The high speed of flash storage often makes it easy to justify its high price. But with Dell’s new approach to flash tiering, that justification may no longer be necessary. Though the latest release of Dell’s Compellent Storage Center includes new hardware goodies such as a very high-density 3.5-inch SAS enclosure and a raft of updates to the array’s management and host integration software, the really big news is support for automated tiering between write-optimized SLC (single-layer cell) SSDs and read-optimized MLC (multilayer cell) SSDs.
The Compellent system could already automate tiering between expensive, low-capacity SLC SSDs and spinning disk. However, this new blend of the two predominant SSD techs allows Dell to claim it can deliver an all-flash solution for the price of disk. Using list price as a comparison, the same money that you might have spent on a Compellent array with 72 146GB 15,000-rpm SAS disks will now buy you a similarly licensed array with six 400GB write-optimized SLC SSDs and six 1.6TB read-optimized MLC SSDs.
Even better, that pure SSD configuration can deliver three times the transactional performance (using a TPC-C benchmark), 85 percent less latency, and 15 percent more capacity while consuming 50 percent less power and rack space than its disk-based counterpart. In other words, if you have the right balance of performance and capacity requirements to effectively leverage it, this innovation could save you a wad of cash, deliver a huge performance windfall, or both.
Dell’s novel approach to tiering does come with a catch. However, understanding this gotcha and its potential effects in the field requires a deeper understanding of SSDs in general, Dell’s Data Progression tiering software in particular, and how Dell has leveraged both in this new release.
A crash course in SSDs
Instead of using mechanical spinning platters to store data magnetically, SSDs use solid-state flash memory to do the job. Although flash memory is used in all kinds of devices from iPods to USB sticks, the kinds you’ll find in enterprise storage are typically either single-level cell SSDs or multilevel cell SSDs. The differences between the two boil down to the typical balancing act among performance, capacity, and expense.
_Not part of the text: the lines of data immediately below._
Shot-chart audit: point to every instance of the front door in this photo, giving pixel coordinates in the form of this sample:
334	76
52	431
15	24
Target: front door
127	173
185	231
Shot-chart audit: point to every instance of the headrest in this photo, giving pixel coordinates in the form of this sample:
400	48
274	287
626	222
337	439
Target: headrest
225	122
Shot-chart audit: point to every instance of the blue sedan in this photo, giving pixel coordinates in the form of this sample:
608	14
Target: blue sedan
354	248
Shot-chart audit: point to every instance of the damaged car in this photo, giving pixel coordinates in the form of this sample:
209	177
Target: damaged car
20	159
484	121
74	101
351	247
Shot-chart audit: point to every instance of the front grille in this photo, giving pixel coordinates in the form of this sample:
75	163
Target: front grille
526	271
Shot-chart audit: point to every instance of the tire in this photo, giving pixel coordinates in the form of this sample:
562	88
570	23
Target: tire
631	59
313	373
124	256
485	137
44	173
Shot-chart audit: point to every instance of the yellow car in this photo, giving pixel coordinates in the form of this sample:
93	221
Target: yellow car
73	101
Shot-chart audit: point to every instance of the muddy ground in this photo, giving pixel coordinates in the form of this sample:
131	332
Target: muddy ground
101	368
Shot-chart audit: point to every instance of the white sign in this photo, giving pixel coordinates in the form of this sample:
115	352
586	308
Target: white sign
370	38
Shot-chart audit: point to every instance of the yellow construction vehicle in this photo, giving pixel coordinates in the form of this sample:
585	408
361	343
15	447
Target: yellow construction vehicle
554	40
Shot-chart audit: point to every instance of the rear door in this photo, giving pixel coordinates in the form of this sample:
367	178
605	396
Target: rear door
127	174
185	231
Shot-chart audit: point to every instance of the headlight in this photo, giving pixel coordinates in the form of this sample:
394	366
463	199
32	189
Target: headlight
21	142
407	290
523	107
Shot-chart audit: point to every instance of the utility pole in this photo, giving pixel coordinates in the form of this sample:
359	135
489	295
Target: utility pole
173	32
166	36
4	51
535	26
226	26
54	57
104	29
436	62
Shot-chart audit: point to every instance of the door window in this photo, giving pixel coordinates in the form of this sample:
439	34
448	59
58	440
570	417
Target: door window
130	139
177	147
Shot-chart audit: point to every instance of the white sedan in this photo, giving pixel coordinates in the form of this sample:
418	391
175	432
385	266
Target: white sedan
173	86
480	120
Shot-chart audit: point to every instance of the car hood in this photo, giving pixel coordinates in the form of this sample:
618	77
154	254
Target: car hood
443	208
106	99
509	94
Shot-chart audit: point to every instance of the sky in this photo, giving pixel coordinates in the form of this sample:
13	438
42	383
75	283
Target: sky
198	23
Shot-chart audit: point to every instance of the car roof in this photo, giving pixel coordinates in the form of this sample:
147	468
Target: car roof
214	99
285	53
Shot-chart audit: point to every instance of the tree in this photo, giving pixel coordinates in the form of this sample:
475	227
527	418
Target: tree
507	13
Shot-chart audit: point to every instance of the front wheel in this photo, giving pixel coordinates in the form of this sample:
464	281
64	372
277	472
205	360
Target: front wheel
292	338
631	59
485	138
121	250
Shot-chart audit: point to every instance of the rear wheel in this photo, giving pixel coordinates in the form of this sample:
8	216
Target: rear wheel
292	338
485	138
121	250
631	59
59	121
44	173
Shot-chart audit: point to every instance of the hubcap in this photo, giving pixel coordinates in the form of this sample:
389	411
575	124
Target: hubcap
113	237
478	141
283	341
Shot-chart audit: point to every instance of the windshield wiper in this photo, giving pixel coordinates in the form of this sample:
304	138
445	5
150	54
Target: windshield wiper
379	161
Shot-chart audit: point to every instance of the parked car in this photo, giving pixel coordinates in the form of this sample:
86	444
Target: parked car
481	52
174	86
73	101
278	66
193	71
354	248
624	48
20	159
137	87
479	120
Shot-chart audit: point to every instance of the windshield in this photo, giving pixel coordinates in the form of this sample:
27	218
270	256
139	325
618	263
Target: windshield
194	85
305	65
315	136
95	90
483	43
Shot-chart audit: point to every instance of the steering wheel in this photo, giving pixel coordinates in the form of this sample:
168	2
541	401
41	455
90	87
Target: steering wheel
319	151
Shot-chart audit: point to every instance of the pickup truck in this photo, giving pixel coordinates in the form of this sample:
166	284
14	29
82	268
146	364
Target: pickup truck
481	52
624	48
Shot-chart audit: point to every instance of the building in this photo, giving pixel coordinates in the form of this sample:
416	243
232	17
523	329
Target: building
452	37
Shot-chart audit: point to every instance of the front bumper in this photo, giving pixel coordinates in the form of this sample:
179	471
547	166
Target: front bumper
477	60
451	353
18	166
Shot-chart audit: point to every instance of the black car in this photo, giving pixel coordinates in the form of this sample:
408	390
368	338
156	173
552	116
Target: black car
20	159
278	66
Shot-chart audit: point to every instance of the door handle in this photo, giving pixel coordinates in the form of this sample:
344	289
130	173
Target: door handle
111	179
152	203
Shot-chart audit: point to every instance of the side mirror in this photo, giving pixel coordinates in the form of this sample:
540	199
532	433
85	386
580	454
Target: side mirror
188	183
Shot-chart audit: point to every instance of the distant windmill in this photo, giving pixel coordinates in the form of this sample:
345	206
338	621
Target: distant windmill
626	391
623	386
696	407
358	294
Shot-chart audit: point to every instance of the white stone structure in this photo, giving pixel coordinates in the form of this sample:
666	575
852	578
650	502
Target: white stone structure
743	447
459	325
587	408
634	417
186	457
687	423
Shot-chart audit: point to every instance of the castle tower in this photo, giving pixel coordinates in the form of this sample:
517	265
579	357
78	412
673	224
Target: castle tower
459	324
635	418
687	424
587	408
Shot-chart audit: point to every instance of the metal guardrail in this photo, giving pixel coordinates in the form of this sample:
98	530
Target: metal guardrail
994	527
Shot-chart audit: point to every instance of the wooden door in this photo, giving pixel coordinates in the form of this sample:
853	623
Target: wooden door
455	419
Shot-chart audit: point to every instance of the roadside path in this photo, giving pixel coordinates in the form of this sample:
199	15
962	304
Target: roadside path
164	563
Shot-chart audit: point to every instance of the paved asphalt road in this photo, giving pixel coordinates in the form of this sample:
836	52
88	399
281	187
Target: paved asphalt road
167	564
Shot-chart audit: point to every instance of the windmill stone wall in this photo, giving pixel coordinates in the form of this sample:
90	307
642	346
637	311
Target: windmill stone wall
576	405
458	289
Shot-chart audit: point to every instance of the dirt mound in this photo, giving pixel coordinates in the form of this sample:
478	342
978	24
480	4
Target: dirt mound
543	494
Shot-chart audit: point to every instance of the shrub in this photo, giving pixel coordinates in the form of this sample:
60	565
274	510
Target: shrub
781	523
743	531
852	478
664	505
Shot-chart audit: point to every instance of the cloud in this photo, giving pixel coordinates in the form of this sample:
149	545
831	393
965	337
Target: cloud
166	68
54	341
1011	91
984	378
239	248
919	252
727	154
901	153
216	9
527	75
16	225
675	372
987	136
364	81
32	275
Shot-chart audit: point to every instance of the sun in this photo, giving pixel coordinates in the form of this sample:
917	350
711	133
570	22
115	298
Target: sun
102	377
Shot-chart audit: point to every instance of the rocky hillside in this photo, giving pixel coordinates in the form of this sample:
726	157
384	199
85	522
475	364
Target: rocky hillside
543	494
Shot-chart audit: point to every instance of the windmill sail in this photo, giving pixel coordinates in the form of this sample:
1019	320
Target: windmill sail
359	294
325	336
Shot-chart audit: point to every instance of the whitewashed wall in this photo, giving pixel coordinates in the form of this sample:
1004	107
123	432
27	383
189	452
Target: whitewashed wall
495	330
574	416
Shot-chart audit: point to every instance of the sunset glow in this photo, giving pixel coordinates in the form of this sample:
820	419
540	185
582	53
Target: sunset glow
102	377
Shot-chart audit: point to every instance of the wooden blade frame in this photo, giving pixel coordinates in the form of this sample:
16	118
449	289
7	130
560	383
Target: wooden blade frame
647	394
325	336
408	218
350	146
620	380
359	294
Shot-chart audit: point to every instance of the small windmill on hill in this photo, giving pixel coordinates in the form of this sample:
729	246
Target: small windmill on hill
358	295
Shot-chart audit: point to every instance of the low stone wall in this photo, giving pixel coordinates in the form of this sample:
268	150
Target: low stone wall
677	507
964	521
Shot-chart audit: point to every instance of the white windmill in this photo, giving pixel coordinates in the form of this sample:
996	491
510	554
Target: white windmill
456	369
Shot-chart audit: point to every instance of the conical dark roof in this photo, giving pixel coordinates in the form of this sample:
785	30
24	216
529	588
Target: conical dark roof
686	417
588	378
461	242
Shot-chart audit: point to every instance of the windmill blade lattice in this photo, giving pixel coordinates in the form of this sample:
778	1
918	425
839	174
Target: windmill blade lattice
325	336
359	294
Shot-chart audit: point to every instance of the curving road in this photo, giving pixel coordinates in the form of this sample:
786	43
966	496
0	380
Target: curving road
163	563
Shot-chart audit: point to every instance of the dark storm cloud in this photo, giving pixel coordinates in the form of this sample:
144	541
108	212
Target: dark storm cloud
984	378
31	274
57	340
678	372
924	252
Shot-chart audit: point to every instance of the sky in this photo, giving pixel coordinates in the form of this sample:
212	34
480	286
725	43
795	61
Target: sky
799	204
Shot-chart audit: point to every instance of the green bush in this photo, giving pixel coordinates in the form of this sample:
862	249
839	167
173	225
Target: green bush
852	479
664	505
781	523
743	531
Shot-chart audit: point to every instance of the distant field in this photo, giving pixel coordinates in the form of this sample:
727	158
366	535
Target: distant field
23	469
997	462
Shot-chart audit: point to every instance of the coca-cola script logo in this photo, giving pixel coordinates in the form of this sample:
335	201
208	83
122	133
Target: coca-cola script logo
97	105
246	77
Generally speaking, there are two enemies of solid-state storage. The first, generally referred to as “write endurance,” is that each cell within an SSD can endure a fairly specific number of so-called program-erase cycles before it will no longer be able to store data accurately. Write-endurance figures are generally reflected in “full device writes per day” — a metric that gives a user an idea of the overall lifecycle of a device.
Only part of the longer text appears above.